At present, Europe represents a pole of research on the topic of AI CA/chatbots in customer service and in customer experience-related subjects.
The main venue of publication was represented by journals from the information systems and computing-related domains (over 55%), see Table 4. Another important publication venue was represented by journals from the marketing domain, explained by the specificity of the topic: customer service (that is a marketing activity) and customer experience (that is a marketing concern). Other publication venues were journals publishing papers specific to certain industries that have been studied (tourism, retailing, services).
The most suitable research methods to analyze this research topic were experiments (more than half of the studies) of customer–CA interaction followed by questions related to the interaction experience, both in real life or simulated settings, see Table 5.
CA are used for customer service in different industries. Figure 5 shows that the financial domain (banking and financial investment) is the most researched field (11 papers) for the topic of customer experience with customer service AI conversational agents/chatbots.

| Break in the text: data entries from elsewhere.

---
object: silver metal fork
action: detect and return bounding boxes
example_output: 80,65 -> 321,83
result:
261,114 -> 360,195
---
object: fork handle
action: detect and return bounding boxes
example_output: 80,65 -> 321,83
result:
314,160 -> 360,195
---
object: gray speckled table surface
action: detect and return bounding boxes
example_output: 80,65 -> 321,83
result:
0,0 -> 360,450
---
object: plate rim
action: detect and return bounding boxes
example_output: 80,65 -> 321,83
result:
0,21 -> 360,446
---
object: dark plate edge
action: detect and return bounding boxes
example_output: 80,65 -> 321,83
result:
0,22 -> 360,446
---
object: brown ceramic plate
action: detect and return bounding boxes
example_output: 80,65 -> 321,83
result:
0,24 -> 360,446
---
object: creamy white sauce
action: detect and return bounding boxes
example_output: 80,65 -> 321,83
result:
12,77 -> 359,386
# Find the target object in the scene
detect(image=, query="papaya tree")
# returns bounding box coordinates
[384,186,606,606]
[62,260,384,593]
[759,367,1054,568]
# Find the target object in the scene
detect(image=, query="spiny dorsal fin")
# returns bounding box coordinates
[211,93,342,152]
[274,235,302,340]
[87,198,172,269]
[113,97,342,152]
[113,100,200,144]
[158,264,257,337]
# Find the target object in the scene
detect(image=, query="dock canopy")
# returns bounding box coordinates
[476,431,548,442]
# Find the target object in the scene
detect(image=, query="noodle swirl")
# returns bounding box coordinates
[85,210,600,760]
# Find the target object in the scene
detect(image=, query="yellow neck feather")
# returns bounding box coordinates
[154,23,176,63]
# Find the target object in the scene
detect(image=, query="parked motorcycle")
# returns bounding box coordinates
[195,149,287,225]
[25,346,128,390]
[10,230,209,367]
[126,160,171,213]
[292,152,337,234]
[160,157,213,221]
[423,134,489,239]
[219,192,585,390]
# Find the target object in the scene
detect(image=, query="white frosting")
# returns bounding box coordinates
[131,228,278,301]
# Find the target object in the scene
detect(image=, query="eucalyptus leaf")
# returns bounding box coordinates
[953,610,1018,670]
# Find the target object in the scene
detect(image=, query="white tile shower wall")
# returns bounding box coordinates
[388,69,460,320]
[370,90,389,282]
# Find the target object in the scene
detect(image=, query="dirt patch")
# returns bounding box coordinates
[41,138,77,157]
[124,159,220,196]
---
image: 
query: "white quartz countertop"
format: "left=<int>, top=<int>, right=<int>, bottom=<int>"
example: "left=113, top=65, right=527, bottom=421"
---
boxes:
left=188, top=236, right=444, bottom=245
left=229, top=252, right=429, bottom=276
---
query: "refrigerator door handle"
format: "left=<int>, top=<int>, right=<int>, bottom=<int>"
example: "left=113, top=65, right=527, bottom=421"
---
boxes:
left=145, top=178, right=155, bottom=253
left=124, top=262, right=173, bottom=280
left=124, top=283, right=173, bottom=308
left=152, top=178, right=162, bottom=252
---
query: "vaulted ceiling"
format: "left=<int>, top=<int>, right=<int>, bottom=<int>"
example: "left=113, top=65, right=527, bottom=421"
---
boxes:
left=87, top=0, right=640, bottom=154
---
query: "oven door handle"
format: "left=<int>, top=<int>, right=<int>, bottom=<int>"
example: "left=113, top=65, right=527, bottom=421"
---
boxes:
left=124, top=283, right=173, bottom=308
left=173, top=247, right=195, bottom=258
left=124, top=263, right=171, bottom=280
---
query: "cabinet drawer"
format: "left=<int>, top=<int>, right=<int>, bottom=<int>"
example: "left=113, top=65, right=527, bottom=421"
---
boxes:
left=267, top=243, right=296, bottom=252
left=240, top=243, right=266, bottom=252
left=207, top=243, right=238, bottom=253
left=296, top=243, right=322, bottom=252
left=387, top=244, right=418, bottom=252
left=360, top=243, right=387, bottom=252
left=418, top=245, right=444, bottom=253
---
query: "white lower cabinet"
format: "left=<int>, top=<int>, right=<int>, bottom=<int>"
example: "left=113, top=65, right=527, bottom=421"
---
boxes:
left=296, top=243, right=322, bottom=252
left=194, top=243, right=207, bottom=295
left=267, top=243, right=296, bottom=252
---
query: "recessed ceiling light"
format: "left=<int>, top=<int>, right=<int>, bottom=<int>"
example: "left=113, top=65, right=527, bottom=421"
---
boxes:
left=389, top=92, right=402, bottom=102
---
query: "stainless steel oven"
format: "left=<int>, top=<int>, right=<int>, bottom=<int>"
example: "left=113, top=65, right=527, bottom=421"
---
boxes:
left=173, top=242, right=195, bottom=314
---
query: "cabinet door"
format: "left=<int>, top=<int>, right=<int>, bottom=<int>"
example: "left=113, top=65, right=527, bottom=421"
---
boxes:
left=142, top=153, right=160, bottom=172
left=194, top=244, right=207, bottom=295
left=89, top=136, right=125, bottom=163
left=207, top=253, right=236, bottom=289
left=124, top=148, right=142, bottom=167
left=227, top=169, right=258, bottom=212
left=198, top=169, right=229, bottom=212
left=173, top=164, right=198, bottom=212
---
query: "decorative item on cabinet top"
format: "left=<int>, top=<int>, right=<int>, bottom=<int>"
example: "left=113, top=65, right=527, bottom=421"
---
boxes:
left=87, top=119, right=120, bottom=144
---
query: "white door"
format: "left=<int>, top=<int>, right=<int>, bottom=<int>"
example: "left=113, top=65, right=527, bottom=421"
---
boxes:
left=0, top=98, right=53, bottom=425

4.2. Thematic Analysis—Narrative Description

Table 6 presents details on the seven constructs of the theoretical framework proposed (Figure 1) based on the analysis of the literature sample. Table 6 includes the related publications for each construct, the main findings in relationship with each construct and implications. The construct influencing factors of CA use has three sub-categories: CA-related, user-related, and context-related factors that are seen (according to the studied literature) as drivers for customer experience with this technology for customer service.
Based on the literature sample, three new sub-categories were identified for CA related factors, namely the functional features of CA, the system features, and the anthropomorphic features of CA. The constructs customers’ perceptions/attitudes and feelings (with the two sub-categories positive and negative) and the customers’ responses and behaviors (with the two sub-categories: related to the CA and related to the company) represent results and components of the overall customer experience.
The narrative description intents to answer the research questions of the study using the findings presented in the analyzed publications. The analysis is based on the theoretical framework proposed for the analysis (Figure 1).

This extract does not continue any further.